Oliver, a special education consultant who has had a love for the theater since high school, is not Jewish. But, he said, “Yiddish theater resonates very strongly with me. You go back in Christian theater to the medieval morality plays that warned the young people off of inherent dangers. Yiddish theater was very much the same as that, with ‘Here you are in America. It’s very different from what the shtetl was and you need to watch out.’ It was a way to help Jewish young people assimilate into America and still maintain their traditions and their roots and their cultures.”

Some of those traditions will come alive again Sunday, Nov. 12, at the Leon & Toby Cooperman JCC, Ross Family Campus, in West Orange.

There, on stage at the JCC’s Maurice Levin Theater, the JHS will present “One More Night at Elving’s Metropolitan Yiddish Theater.”

“It is for anybody who wants a little bit of Yiddishkeit,” said Forgosh. “Yiddish melodies are probably more popular than you think. They still have a certain kind of appeal.”

The 2:30 p.m. performance, complete with a live orchestra, a dozen skits performed by Jewish day school students, and a master of ceremonies with a penchant for Yiddish music, will kick off a three-month exhibit on the theater.

Hear the pain and joy

Between 1922 and 1944, Elving’s attracted theatergoers to its home on Montgomery Street in what was Newark’s predominantly Jewish Third Ward.

It was a place where gangsters and people in government, the working class and the wealthy, would gather under one roof to be amused, moved, and entertained by stories — some melodramatic, some comic — of an immigrant generation struggling with a new society so different from the European shtetls and cities of their birth.

The actors in this one-time revival will be students from the Nathan Bohrer-Abraham Kaufman Hebrew Academy of Morris County in Randolph, the Joseph Kushner Hebrew Academy in Livingston, and the Solomon Schechter Day School of Essex and Union in West Orange.

“We are trying to teach youngsters with a cultural tradition, a little bit of flavor, and this exhibit lends itself to a performance featuring youngsters in the community. It is a whole total experience and something they will never forget,” said Forgosh.

They will be accompanied by members of JCC MetroWest’s Metropolitan Orchestra and introduced by Charlie Bernhaut, a Newark native who can still “remember the era” when Elving’s was a fixture in his neighborhood.

To Bernhaut, Yiddish songs are “Jewish soul music.” He learned to love them when he began collecting old Victrolas and 78-rpm records.
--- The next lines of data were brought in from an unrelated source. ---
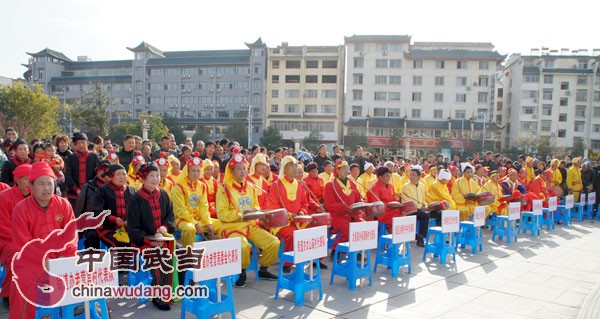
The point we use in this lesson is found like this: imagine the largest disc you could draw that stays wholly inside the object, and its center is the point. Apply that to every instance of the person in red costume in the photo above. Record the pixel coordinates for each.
(36, 217)
(8, 199)
(383, 191)
(338, 196)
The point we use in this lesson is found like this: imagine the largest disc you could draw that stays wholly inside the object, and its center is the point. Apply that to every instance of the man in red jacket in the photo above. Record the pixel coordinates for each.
(338, 196)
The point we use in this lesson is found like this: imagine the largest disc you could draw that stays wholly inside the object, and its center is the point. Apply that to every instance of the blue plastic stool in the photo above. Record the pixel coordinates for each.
(299, 281)
(470, 235)
(389, 254)
(204, 308)
(577, 211)
(350, 268)
(547, 219)
(563, 214)
(505, 228)
(98, 310)
(143, 277)
(438, 245)
(529, 222)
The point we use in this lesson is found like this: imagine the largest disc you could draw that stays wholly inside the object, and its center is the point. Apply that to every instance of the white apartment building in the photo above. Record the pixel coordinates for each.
(421, 92)
(554, 95)
(305, 89)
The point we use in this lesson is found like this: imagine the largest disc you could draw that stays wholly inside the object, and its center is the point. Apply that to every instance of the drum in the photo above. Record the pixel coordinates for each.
(302, 221)
(393, 205)
(485, 198)
(408, 208)
(322, 219)
(357, 207)
(253, 215)
(377, 208)
(276, 218)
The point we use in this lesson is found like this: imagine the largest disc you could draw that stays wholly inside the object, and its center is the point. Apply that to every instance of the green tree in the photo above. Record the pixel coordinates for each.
(90, 113)
(238, 131)
(29, 110)
(271, 138)
(312, 141)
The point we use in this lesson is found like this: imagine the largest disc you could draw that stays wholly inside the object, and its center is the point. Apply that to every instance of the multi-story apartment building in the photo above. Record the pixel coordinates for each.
(305, 89)
(202, 89)
(421, 92)
(553, 95)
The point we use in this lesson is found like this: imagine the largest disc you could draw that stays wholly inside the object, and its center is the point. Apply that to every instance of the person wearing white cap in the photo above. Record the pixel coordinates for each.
(364, 179)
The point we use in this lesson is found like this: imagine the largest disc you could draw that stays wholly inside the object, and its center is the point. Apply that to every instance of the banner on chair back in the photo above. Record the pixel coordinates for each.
(404, 229)
(219, 258)
(310, 243)
(363, 236)
(76, 276)
(569, 200)
(514, 211)
(537, 207)
(450, 221)
(479, 216)
(552, 203)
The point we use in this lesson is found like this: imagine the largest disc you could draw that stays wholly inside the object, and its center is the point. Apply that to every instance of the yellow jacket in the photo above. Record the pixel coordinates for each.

Many of the items in his collection are recordings of Yiddish and cantorial music, which he has broadcast since the 1970s on radio stations in East Orange and South Orange.

Bernhaut now boasts having 15,000 albums of Jewish music in his private collection, and despite his love for and familiarity with the mameloshn, he promises to make his on-stage remarks in English.

“I speak broken Yiddish, but I don’t want to insult the crowd,” he said.

The musical numbers, of course, will be sung in Yiddish. But, Bernhaut said, non-Yiddish-speakers need not worry: Little will be lost, even without translation.

“I find even if you don’t understand the words, each area of Jewish music — whether it is a song about love or a song about the Holocaust — you can hear the pain, you can hear joy. Yiddish expresses it in a certain way that isn’t captured in English. I think it is very unique.”

Alan Gerberg, director of special projects at United Jewish Communities of MetroWest NJ, whose background includes years of backstage experience with ballet and opera companies, will be the stage manager for the Nov. 12 performance, working alongside Jim Raposa, the Levin Theater’s technical director.

Although his own musical tastes run toward jazz, Gerberg said he has “heard Yiddish music all my life. I appreciate the music for what it is and the history of it.”